Tan, winner of the Grammy and Oscar awards for his soundtracks
of Crouching Tiger, Hidden Dragon, had participated in
music production for Beijing's 2008 Olympic Bid Film. The native of
central China's Hunan Province is one of the musical planners for
the opening ceremony, award granting ceremonies and a theme song
for the Beijing Olympics.
"I am just one of the Olympic Volunteers who take part in the
Olympic music planning," said Tan.
Tan earlier said his favorite athletes are diver Guo Jingjing,
basketball player Yao Ming and hurdler Liu Xiang, who is world and
Olympic champion in the men's 110m hurdles. Tan said he could
"sense musical tempos in their movements".

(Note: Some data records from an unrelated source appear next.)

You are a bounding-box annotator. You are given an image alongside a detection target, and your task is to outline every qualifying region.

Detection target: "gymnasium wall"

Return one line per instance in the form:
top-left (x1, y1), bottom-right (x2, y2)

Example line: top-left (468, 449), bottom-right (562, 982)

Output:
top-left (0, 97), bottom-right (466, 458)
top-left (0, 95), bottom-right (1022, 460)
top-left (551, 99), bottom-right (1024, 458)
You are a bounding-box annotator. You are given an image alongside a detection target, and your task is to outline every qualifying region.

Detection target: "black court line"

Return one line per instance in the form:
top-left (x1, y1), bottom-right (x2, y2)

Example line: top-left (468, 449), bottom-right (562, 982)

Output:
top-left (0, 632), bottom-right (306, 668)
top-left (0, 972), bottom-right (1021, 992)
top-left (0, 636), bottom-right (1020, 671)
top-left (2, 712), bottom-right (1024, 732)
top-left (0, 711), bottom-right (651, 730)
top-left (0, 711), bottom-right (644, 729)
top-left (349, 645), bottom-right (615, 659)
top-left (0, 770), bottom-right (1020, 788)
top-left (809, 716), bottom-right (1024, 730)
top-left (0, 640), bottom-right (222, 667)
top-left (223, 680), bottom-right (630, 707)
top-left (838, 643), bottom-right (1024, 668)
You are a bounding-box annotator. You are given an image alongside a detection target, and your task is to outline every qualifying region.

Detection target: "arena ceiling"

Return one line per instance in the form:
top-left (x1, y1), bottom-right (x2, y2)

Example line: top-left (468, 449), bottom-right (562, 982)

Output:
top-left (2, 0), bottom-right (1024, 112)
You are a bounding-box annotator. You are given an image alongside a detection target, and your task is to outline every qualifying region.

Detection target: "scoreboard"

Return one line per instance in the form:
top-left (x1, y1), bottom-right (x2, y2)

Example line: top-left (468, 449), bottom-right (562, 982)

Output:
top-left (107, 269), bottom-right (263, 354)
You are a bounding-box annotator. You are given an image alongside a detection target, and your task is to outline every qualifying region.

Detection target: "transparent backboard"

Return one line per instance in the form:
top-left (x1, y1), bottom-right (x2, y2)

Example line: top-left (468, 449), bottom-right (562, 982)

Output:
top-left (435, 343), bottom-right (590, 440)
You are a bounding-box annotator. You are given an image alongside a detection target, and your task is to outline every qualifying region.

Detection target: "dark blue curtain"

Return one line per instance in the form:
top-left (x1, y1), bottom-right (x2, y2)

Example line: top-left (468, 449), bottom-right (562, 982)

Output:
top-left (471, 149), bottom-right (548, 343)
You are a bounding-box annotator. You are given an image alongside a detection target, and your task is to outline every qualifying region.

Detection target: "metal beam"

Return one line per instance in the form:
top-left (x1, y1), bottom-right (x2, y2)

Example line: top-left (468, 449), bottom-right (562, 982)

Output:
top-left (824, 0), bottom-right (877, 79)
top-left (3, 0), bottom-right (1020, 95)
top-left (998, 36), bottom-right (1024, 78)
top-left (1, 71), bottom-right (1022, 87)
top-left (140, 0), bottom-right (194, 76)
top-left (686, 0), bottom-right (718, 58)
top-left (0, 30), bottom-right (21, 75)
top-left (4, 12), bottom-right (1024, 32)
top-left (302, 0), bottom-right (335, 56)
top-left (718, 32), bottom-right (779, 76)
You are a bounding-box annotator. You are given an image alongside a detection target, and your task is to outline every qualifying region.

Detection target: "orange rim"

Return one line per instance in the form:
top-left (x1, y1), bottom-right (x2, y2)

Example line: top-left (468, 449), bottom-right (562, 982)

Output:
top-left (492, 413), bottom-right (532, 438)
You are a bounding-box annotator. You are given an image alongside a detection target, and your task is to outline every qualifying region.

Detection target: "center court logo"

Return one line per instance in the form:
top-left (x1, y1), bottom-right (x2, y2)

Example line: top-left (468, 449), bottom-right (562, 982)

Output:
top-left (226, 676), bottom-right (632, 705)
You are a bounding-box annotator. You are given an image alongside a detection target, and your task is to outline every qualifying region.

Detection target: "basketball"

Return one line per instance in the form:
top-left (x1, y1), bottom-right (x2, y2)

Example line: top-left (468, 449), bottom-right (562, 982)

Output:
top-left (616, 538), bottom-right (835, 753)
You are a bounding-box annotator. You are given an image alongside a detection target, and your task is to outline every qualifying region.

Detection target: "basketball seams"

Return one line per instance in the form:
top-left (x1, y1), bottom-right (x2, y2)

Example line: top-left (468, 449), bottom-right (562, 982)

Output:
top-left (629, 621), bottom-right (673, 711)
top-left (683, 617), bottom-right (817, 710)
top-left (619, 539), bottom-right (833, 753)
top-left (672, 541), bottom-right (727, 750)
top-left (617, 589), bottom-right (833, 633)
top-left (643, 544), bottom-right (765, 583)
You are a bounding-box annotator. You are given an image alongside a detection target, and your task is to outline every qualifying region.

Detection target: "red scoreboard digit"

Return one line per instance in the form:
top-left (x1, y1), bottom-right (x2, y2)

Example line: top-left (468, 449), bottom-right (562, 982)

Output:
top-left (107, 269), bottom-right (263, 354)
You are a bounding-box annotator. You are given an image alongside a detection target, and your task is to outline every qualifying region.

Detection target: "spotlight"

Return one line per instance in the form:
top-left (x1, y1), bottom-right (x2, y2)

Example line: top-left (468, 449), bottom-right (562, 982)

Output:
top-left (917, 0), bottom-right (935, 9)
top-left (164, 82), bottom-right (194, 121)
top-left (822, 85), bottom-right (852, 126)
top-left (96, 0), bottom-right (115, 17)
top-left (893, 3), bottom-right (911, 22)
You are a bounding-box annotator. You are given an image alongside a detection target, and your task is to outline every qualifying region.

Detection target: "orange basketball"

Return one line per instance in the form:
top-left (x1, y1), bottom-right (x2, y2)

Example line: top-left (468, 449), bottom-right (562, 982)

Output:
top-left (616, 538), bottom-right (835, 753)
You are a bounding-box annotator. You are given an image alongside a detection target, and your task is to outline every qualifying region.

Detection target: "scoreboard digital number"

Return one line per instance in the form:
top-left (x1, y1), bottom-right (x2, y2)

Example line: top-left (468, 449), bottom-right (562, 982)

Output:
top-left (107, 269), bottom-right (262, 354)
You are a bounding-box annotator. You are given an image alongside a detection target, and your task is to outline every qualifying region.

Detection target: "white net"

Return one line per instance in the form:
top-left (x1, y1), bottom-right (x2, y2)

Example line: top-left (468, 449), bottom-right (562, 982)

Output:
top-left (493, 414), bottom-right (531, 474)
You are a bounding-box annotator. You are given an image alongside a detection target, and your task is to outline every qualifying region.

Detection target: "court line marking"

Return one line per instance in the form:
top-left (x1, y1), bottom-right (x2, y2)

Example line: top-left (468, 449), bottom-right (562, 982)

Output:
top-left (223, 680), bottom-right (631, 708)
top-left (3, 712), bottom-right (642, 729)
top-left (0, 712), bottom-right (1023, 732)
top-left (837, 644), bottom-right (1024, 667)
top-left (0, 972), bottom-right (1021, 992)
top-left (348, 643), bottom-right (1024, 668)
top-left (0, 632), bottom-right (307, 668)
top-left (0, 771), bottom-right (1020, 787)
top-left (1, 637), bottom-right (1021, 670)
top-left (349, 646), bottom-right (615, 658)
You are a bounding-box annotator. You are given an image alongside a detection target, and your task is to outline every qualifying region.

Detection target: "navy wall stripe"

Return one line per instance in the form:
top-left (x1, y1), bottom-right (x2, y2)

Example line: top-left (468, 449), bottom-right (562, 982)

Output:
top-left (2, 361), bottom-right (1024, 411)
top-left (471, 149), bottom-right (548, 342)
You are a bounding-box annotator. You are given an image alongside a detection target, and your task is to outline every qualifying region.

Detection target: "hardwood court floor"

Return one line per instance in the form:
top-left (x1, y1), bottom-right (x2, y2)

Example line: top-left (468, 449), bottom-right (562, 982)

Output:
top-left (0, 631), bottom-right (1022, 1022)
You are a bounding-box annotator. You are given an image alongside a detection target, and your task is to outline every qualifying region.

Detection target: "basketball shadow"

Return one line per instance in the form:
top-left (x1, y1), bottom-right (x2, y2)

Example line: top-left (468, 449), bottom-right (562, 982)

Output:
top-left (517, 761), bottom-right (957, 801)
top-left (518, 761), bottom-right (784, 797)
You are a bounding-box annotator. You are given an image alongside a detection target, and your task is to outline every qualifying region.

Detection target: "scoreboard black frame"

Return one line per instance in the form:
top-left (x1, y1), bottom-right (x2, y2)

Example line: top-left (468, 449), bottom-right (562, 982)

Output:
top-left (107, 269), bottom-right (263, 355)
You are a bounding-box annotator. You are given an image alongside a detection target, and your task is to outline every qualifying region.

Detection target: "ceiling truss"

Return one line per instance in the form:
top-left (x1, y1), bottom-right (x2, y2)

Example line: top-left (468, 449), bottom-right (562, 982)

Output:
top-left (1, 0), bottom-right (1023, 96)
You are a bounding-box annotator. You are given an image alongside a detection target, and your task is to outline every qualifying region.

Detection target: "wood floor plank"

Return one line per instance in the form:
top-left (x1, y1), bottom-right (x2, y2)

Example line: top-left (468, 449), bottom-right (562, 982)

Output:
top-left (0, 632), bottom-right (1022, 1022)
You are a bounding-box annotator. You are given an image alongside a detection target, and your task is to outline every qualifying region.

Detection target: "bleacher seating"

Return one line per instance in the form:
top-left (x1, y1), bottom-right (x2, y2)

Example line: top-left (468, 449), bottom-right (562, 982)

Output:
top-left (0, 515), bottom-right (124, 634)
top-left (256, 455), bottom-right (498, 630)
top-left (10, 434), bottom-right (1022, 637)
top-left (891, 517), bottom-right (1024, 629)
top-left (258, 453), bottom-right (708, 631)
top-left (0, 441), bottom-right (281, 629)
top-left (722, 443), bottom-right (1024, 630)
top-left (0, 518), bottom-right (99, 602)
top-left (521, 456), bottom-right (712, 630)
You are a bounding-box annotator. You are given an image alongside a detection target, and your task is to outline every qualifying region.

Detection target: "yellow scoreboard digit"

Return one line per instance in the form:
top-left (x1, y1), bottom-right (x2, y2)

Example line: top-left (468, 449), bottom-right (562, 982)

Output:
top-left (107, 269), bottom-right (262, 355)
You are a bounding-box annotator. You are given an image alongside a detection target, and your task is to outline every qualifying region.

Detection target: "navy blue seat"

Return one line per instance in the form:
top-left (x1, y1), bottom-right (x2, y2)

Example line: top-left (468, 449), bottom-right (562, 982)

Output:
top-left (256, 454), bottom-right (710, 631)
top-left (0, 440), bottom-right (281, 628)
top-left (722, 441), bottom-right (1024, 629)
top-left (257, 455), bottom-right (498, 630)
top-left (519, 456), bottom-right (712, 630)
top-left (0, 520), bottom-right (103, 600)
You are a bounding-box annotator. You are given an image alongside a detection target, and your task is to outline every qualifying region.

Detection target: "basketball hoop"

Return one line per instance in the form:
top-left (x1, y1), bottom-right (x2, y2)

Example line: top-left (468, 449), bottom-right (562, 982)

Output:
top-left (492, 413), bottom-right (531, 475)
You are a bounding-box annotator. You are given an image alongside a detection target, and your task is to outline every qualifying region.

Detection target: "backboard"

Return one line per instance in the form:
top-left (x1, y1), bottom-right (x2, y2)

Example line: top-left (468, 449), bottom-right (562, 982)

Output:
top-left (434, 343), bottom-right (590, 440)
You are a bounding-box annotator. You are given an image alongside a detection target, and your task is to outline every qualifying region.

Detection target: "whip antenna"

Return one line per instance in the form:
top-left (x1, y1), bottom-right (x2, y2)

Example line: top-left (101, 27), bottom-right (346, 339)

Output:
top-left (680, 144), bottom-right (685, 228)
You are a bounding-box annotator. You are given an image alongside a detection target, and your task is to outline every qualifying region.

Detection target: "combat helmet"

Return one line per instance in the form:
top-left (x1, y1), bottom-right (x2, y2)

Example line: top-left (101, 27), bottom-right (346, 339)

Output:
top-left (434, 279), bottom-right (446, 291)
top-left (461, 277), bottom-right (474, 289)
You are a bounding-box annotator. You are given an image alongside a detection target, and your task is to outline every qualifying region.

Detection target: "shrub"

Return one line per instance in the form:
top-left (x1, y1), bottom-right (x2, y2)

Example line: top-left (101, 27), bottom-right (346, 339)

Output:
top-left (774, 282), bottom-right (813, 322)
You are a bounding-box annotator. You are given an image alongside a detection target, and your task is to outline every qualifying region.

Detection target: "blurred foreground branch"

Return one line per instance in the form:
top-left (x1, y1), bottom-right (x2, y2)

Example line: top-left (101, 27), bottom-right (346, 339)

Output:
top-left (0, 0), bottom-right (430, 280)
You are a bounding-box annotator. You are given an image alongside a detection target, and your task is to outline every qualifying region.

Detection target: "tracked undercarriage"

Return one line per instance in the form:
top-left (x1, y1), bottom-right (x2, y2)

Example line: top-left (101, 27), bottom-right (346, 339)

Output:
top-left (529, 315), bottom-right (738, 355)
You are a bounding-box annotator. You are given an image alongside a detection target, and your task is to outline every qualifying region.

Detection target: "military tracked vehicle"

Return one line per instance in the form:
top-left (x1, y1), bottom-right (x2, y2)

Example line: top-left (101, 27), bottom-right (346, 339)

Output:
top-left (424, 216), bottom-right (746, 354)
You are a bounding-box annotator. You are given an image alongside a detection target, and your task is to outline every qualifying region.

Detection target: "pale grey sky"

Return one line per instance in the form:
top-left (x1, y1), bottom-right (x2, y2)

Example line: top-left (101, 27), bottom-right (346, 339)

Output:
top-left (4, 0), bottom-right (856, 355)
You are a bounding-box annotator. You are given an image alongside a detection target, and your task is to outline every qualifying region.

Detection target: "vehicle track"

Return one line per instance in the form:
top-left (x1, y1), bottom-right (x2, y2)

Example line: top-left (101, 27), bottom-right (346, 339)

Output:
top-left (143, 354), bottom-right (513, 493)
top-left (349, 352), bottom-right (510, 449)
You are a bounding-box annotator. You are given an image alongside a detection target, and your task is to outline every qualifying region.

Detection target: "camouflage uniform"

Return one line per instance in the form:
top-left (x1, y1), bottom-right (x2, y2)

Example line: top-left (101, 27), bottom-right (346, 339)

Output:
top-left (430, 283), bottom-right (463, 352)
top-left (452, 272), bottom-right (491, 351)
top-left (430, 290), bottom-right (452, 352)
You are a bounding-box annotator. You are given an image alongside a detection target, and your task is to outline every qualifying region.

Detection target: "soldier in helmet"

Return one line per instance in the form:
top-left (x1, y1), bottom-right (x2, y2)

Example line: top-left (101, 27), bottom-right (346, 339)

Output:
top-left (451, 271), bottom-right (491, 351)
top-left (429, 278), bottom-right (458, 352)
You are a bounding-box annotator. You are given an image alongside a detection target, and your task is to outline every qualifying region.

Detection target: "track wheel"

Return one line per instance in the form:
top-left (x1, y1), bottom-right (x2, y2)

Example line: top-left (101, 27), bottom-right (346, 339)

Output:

"They are natural sounds embodying sports passion, which are
quite touching," said Tan, adding that in his eyes the three are
all musicians because he could "see colors and hear music in their
movement rhythm".
Tan is currently testing his idea of bending these sounds of
movement in rock music. It was said he had put microphones under
the water of Shanghai Swimming Pool to record the sounds created by
divers.
"I often think of the scene around the Liuyang river in my
hometown, people washing clothes in the river and the musicality of
the sounds of water never cease," Tan said, calling water "the
tears of nature".
Tan acknowledged his idea of using water as an instrument
originated from childhood memories. "This is sound from the nature,
which could create different pictures in different hearts," he
said.
At the ongoing arts festival, said to be the largest in China,
Tan staged his "organic concerto of water and paper" created
respectively on commission of the New York Philharmonic and Los
Angeles Philharmonic for the opening of the Walt Disney Concert
Hall.
At the Water Concerto, percussionists drummed the surface of the
water by hand or with glasses in a number of large, clear,
transparent water basins on stage. They also used a range of
instruments such as bowls, tubes, shakers, bottles and bells, which
were immersed in the basins, and rhythmically rocked them to create
"extraordinary sound effects".
Three Japanese percussionists drummed, tore, blew, shook,
crumpled and slapped papers, cardboards, boxes, paper bags and
paper umbrellas on the stage in the Paper Concerto, to show "how
ordinary paper objects from daily life can create sounds of longing
and suffering as well as loving".
Anne-Marie Slaughtee from the United States, who currently
teaches in Shanghai, said after the concert that Tan Dun is able to
introduce oriental culture to the west through a creative
method.
Tan's "organic music" attempt, beginning at the end of the
1980s, incorporates sounds and instruments from the natural world -
water, wind, ceramics and paper - to create a new type of
"experiencing music", which also echoes traditional Chinese culture
of "human life being in a highly harmony with nature".
Hosted by the Ministry of Culture and sponsored by the Shanghai
Municipal Government, the China Shanghai International Arts
Festival, which will run through a month, has become a major
cultural gala and an artistic pageant.